PURPOSE:To acquire an impregnated type cathode composition with little thermal loss, and with a stable performance in a low power expenditure, by furnishing a heat conduction decreasing portion at the connection between a heat container and a cathode supporter. CONSTITUTION:This cathode composition has a cathode base 2 with an electron radiating surface 1 at one end, a heater member 10 installed at the other end of the cathode base 2, and a supporter 11 to support the cathode base 2 and the heater member 10, arranged between the heater member 10 and a supporting tube 5. The supporter 11 is welded to the heater container 14, and the supporter tube 5 is welded to the supporter 11. Since a heat conduction decreasing portion is furnished at the connection between the side of the opening at the other end of the heater container, one end of which is installed to the cathode base, and the supporter, to decrease the thermal loss escaping through the supporter from the heater container, the impregnated type cathode composition with a stable performance in a low expenditure of power can be obtained.

Description

DETAILED DESCRIPTION OF THE INVENTION [Technical Field of the Invention] The present invention relates to an impregnated cathode structure suitable for electron tubes such as traveling wave tubes and klystrons that require high reliability.

[Technical background of the invention and its problems]

High-power traveling wave tubes mounted on artificial satellites are required to have a high current density, and an impregnated cathode structure is used as a suitable cathode. What is particularly required of this cathode for use in satellites is, of course, a long life.
In addition, it uses solar cells as a power source, so it has low power consumption, and is resistant to shocks during satellite launches.In other words, if the heater embedding material is deformed or falls off due to shocks during launch, the heater's heat generation will be effective. It is necessary to have sufficient strength to withstand impact, since the electron beam may no longer be transmitted, causing the cathode temperature to drop, or the falling embedding agent may become a foreign object in the tube and cause the electron tube to operate abnormally.

However, in the conventional impregnated cathode structure, as shown in FIG. 1) A heater part (3) is attached to the other end of the cathode base (2).
is provided, and a support body (
The heater container (6) is formed of a cylindrical body with a certain wall thickness, and the heater container (6) is supported by the support tube (5) through the support tube (5) so as to surround the opening side of the heater container (6). (4)
Since the heater container (6) is welded, there is a large heat loss escaping from the heater container (6) through the support (4), resulting in wasted power consumption.

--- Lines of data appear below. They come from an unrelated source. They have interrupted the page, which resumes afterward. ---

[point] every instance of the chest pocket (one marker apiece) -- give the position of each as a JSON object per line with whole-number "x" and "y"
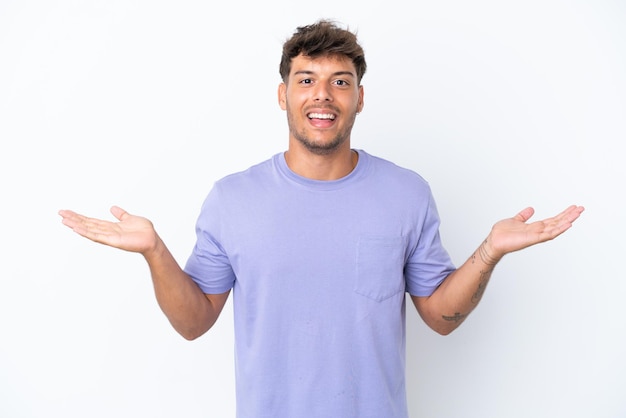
{"x": 380, "y": 267}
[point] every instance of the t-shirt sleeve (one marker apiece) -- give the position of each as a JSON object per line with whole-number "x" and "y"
{"x": 430, "y": 263}
{"x": 209, "y": 265}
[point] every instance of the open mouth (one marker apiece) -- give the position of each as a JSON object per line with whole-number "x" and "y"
{"x": 324, "y": 116}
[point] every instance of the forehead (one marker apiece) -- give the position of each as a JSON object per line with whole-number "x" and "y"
{"x": 327, "y": 64}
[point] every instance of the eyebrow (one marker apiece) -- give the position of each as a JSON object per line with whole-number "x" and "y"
{"x": 308, "y": 72}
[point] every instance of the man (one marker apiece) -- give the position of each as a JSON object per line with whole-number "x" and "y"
{"x": 319, "y": 245}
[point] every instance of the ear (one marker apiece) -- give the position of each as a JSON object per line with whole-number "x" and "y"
{"x": 359, "y": 106}
{"x": 282, "y": 96}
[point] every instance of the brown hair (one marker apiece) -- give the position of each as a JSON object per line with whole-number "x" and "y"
{"x": 320, "y": 39}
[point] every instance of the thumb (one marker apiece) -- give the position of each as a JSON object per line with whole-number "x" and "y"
{"x": 119, "y": 213}
{"x": 525, "y": 214}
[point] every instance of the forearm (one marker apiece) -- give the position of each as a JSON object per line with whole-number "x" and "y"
{"x": 459, "y": 293}
{"x": 187, "y": 308}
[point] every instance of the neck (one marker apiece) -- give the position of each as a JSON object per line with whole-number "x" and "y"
{"x": 332, "y": 166}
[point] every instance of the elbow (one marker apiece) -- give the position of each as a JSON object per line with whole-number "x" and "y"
{"x": 190, "y": 333}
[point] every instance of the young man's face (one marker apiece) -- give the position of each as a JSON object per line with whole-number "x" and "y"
{"x": 322, "y": 98}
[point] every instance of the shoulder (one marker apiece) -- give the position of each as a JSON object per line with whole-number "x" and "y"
{"x": 392, "y": 173}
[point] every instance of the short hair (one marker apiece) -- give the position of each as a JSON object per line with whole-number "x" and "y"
{"x": 323, "y": 38}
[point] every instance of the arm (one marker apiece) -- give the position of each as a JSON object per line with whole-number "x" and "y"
{"x": 189, "y": 310}
{"x": 461, "y": 291}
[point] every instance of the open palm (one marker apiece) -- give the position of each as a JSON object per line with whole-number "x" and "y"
{"x": 131, "y": 233}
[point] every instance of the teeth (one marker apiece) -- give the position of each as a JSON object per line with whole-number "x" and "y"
{"x": 321, "y": 116}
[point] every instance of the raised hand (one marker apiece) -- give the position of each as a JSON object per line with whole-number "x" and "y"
{"x": 131, "y": 233}
{"x": 514, "y": 234}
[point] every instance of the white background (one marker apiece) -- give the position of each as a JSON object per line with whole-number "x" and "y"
{"x": 144, "y": 104}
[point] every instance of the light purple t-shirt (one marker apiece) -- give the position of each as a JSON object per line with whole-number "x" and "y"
{"x": 319, "y": 271}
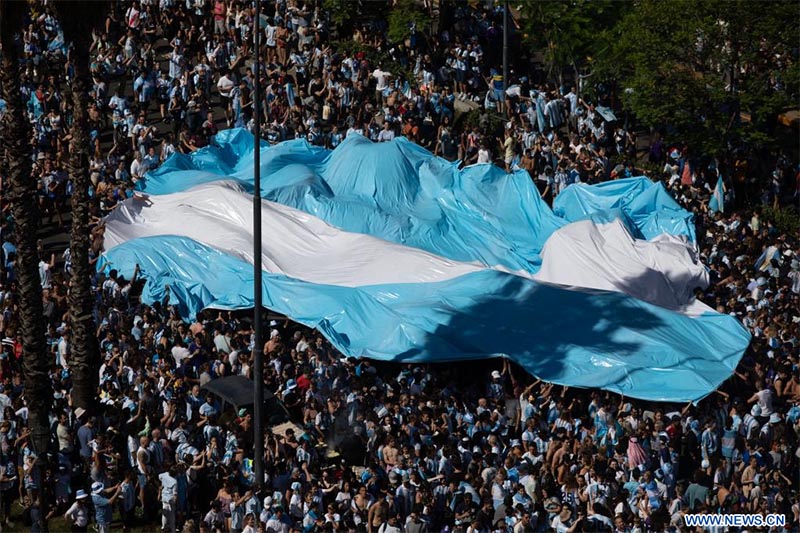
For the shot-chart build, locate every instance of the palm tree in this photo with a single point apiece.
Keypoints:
(85, 358)
(15, 150)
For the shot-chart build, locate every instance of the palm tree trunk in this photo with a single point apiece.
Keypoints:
(85, 350)
(16, 153)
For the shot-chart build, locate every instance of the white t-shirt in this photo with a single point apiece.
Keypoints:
(224, 86)
(765, 402)
(44, 275)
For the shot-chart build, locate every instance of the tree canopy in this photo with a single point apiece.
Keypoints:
(705, 72)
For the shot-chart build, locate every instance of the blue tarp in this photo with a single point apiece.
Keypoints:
(401, 193)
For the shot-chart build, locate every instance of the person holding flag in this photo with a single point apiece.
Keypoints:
(717, 200)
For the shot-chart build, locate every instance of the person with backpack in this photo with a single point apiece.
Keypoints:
(78, 514)
(103, 506)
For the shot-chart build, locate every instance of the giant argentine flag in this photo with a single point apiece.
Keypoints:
(395, 254)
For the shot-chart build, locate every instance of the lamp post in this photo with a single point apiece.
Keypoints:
(258, 356)
(505, 48)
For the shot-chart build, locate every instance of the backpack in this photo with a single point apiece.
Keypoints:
(27, 520)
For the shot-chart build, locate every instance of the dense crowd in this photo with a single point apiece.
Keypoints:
(380, 448)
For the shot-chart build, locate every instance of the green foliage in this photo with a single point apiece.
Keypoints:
(690, 66)
(787, 220)
(405, 13)
(569, 32)
(341, 11)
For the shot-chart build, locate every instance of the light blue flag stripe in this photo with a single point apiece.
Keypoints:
(580, 338)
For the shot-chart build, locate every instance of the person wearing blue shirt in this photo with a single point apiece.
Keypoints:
(103, 506)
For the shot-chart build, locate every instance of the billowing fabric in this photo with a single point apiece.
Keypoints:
(397, 255)
(400, 192)
(646, 207)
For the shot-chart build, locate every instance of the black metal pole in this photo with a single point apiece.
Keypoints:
(258, 355)
(505, 49)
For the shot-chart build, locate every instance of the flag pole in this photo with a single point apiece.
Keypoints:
(505, 52)
(258, 363)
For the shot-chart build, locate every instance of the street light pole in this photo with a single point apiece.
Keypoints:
(258, 356)
(505, 48)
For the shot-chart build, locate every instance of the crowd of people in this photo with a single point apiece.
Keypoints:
(378, 448)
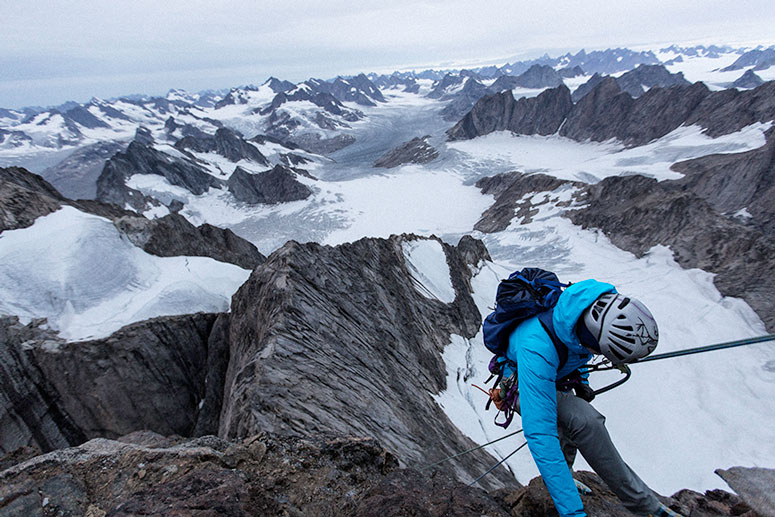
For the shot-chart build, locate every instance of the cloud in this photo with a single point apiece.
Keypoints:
(49, 39)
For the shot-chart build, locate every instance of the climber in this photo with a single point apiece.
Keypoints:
(589, 318)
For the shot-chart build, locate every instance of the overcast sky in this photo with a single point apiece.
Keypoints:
(56, 50)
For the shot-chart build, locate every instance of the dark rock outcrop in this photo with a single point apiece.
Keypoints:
(24, 197)
(339, 340)
(748, 80)
(226, 143)
(317, 144)
(358, 89)
(461, 101)
(539, 76)
(508, 190)
(141, 159)
(637, 213)
(759, 58)
(278, 185)
(756, 486)
(649, 76)
(416, 150)
(606, 112)
(267, 474)
(587, 87)
(172, 235)
(76, 176)
(541, 115)
(149, 375)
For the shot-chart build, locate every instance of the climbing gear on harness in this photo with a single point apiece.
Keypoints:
(470, 450)
(526, 293)
(623, 328)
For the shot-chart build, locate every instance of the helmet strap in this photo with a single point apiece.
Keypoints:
(586, 337)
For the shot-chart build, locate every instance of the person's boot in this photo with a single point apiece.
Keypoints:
(664, 511)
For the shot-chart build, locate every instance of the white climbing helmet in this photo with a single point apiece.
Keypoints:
(623, 327)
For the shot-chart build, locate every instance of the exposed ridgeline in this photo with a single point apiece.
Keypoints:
(607, 112)
(276, 185)
(464, 90)
(319, 340)
(719, 217)
(267, 474)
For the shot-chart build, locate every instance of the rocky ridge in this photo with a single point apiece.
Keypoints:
(267, 474)
(718, 217)
(607, 112)
(25, 196)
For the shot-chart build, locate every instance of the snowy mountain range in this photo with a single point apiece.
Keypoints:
(281, 211)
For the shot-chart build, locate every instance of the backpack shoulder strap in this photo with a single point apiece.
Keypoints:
(546, 321)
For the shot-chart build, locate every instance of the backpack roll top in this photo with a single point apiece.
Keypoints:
(524, 294)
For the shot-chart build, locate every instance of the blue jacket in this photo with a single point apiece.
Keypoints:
(538, 370)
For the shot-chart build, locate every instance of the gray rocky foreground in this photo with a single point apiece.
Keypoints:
(325, 475)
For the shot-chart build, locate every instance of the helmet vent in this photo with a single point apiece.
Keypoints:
(617, 353)
(622, 337)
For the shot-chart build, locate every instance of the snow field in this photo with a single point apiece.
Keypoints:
(80, 273)
(675, 421)
(592, 161)
(427, 264)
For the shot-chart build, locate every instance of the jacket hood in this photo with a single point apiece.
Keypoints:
(571, 305)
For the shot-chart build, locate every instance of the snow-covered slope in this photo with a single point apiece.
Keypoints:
(676, 420)
(79, 272)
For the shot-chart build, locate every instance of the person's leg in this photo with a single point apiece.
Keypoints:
(584, 427)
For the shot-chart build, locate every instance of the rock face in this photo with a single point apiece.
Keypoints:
(150, 375)
(637, 213)
(226, 143)
(649, 76)
(141, 159)
(538, 115)
(25, 196)
(76, 176)
(339, 340)
(748, 80)
(266, 474)
(607, 112)
(317, 144)
(172, 235)
(277, 185)
(416, 150)
(509, 190)
(755, 486)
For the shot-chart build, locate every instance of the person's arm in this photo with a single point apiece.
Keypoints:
(538, 402)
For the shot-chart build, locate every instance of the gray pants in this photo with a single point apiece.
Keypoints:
(582, 428)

Also, a heater (7) inserted into the heater container (6)
is embedded in an embedding agent (8) filled to a certain depth from the open end of the heater container (6). Alumina powder made into a slurry by adding an organic binder and an organic solvent is poured into the opening of the heater container (6), and after drying, the excess portion is removed from the opening using a pointed metal rod or glass tip. Since the amount of filling is adjusted by the method, especially when the diameter of the heater container (6) is reduced to about 3 to 5III11, the legs of the heater (7) extending from the opening are avoided and firmly bound with the binder. It was difficult to remove the alumina powder.

Therefore, the amount of the embedding agent (8) is not constant, and the heater (7)
) After turning on, the time it takes for the cathode substrate (2) to reach the operating temperature and the power consumption of the heater (7) vary, and the surface after removing excess alumina is not smooth or flat, so it may fall off due to impact. There was also the problem that it was easy.

[Purpose of the invention]

The object of the present invention is to construct an impregnated cathode structure that has little heat loss and operates stably with low power consumption.

[Summary of the invention]

A cathode substrate in which the pores of a high-melting point porous metal substrate are impregnated with an electron emitting substance and one end surface serves as an electron emitting surface; one end is attached to the other end surface of the cathode substrate, and the other end is open. a heater container, a heater inserted into the heater container, and the heater container is filled and buried in the heater container so that an unfilled part is one inch deep from the open end of the heater container. a heater section having an embedding agent;
In an impregnated cathode assembly comprising a cathode support joined to the side surface of the opening end of the heater container, a heat conduction reducing portion is provided at the joint between the heater container and the cathode support to reduce heat loss. , configured to operate with low power consumption.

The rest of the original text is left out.